Rating Web Pages with PICS
By Lincoln D. Stein
The Web's wide-open spaces are under siege. The Communications Decency Amendment, a portion of the huge Telecommunications Act passed by Congress in February of 1996, banned the transmission of obscene or indecent material across the Web, and made it a crime to place "offensive" material in places where individuals under the age of 18 might find it. Although the amendment is currently in limbo as the federal courts review its constitutionality with respect to the First Amendment, it brings into sharp focus the concern of a large segment of our country's population: that the Internet deprives parents of their right to monitor what their children see and do.
Partly in response to the Communication Decency Amendment's threat of external censorship, the World Wide Web Consortium (W3C) has proposed that the Web do the same thing that the film industry did years ago when it was threatened with censorship: regulate access to Web pages with a self-imposed content-rating system.

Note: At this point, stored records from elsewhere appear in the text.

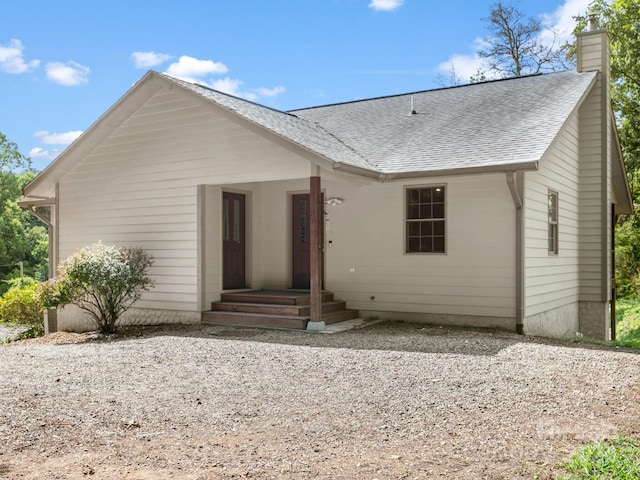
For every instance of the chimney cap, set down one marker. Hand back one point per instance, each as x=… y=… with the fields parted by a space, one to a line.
x=593 y=22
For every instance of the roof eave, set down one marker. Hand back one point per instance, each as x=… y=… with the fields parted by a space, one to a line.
x=65 y=161
x=529 y=165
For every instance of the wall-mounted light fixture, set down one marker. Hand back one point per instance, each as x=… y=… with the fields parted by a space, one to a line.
x=333 y=201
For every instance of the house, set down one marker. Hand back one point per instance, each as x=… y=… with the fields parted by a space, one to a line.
x=488 y=205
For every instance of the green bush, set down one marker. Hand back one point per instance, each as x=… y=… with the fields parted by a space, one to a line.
x=615 y=459
x=103 y=281
x=21 y=303
x=627 y=323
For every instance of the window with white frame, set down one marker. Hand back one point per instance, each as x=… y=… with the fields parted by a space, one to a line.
x=552 y=199
x=425 y=219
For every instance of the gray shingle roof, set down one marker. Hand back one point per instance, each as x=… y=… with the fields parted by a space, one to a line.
x=491 y=124
x=495 y=123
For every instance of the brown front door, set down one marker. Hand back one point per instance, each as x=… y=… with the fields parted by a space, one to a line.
x=301 y=261
x=233 y=240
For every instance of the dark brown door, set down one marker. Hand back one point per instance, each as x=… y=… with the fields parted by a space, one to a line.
x=301 y=262
x=233 y=240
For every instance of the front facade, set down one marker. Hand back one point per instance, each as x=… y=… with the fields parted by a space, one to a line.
x=217 y=190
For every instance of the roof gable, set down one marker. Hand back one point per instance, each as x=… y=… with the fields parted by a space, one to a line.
x=498 y=125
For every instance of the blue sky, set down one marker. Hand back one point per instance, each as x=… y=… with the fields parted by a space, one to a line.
x=64 y=63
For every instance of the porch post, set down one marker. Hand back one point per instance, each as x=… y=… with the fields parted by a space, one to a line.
x=315 y=234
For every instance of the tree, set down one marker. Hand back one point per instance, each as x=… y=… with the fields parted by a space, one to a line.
x=515 y=47
x=23 y=238
x=622 y=20
x=103 y=281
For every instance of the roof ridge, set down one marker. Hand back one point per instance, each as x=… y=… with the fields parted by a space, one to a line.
x=235 y=97
x=396 y=95
x=311 y=123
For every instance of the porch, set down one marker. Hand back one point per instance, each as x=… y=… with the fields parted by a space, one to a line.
x=288 y=309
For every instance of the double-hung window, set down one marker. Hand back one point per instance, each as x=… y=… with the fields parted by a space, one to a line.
x=552 y=200
x=425 y=219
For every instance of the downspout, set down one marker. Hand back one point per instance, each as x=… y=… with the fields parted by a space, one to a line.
x=515 y=188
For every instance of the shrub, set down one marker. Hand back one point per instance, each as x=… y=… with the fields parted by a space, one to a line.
x=103 y=281
x=21 y=303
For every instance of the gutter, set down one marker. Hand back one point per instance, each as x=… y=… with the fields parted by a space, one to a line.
x=390 y=176
x=31 y=204
x=515 y=185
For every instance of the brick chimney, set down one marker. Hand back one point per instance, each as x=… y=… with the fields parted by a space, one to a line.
x=593 y=48
x=595 y=133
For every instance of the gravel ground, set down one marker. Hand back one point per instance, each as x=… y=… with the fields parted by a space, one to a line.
x=389 y=401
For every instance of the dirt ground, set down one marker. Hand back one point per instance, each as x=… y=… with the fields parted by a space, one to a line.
x=514 y=423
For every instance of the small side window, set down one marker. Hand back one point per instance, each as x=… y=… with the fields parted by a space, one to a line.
x=425 y=220
x=553 y=222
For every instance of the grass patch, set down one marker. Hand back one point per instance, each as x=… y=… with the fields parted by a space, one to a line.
x=627 y=324
x=616 y=459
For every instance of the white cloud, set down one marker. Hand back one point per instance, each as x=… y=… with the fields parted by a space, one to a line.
x=149 y=59
x=561 y=22
x=12 y=58
x=68 y=75
x=64 y=138
x=226 y=85
x=43 y=157
x=203 y=72
x=385 y=5
x=38 y=153
x=192 y=68
x=269 y=92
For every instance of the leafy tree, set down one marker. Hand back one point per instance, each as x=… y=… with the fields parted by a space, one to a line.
x=622 y=20
x=515 y=47
x=101 y=280
x=23 y=238
x=21 y=303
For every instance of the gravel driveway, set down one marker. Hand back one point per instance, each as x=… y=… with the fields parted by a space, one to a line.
x=388 y=401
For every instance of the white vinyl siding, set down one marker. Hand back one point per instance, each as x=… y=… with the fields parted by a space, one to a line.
x=552 y=281
x=138 y=187
x=552 y=219
x=476 y=277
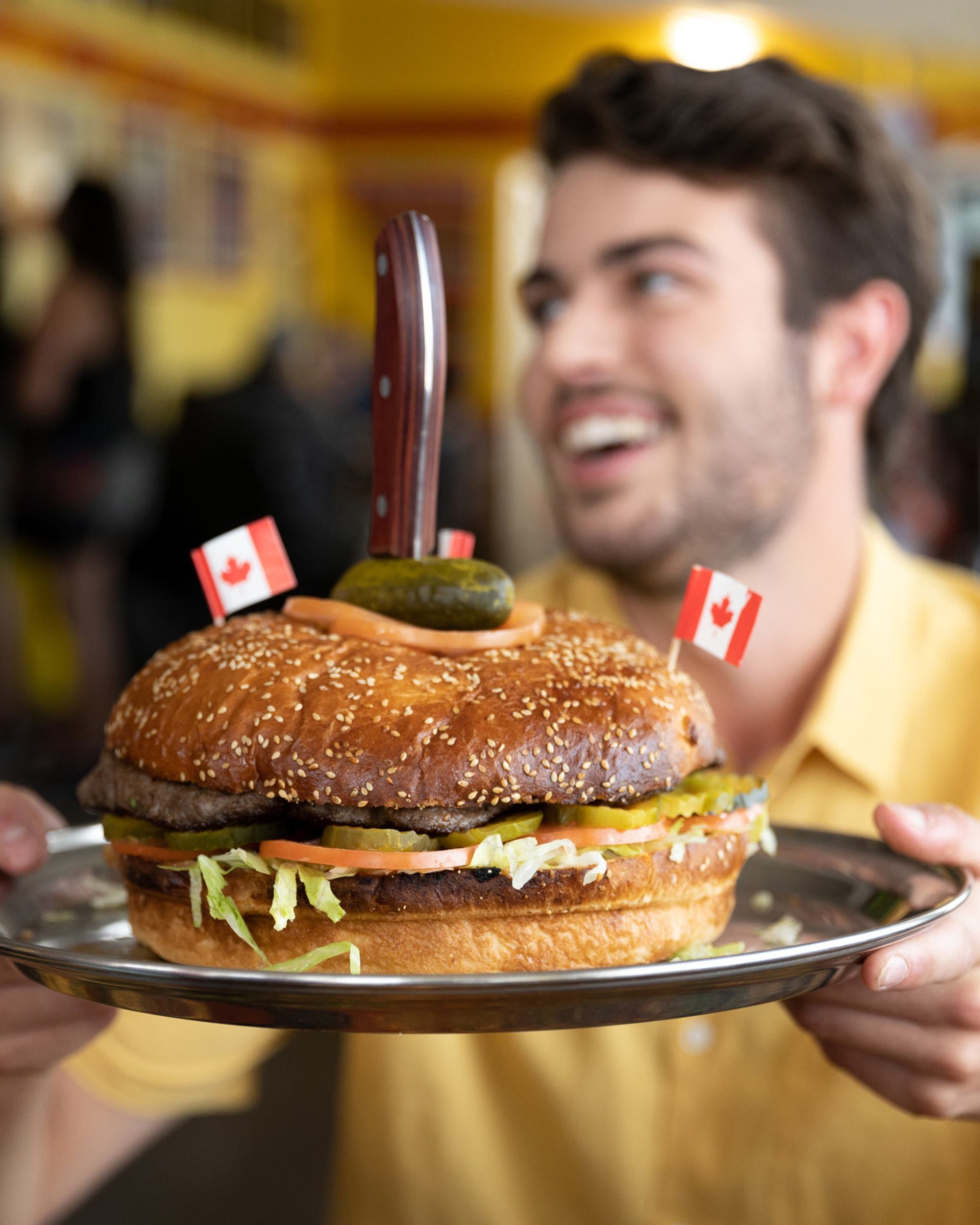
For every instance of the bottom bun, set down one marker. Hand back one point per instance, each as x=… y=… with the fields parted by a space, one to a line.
x=645 y=910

By attaching content-rating information to Web pages, software can be designed to filter out material that individuals (or their parents) find offensive.
The rating system is called PICS (Platform for Internet Content Selection), and although its primary purpose is to support content-filtering schemes, it's unfair to think of it in only those terms. In actuality, PICS is a general-purpose system for labeling the contents of Web pages according to any number of abstract rating schemes. While one rating scheme might label pages according to violence, nudity, and profanity, another might rate pages by cost for the purposes of a pay-per-view scheme, while a third could attach subject-description terms to pages for use by Web search-and-retrieval software.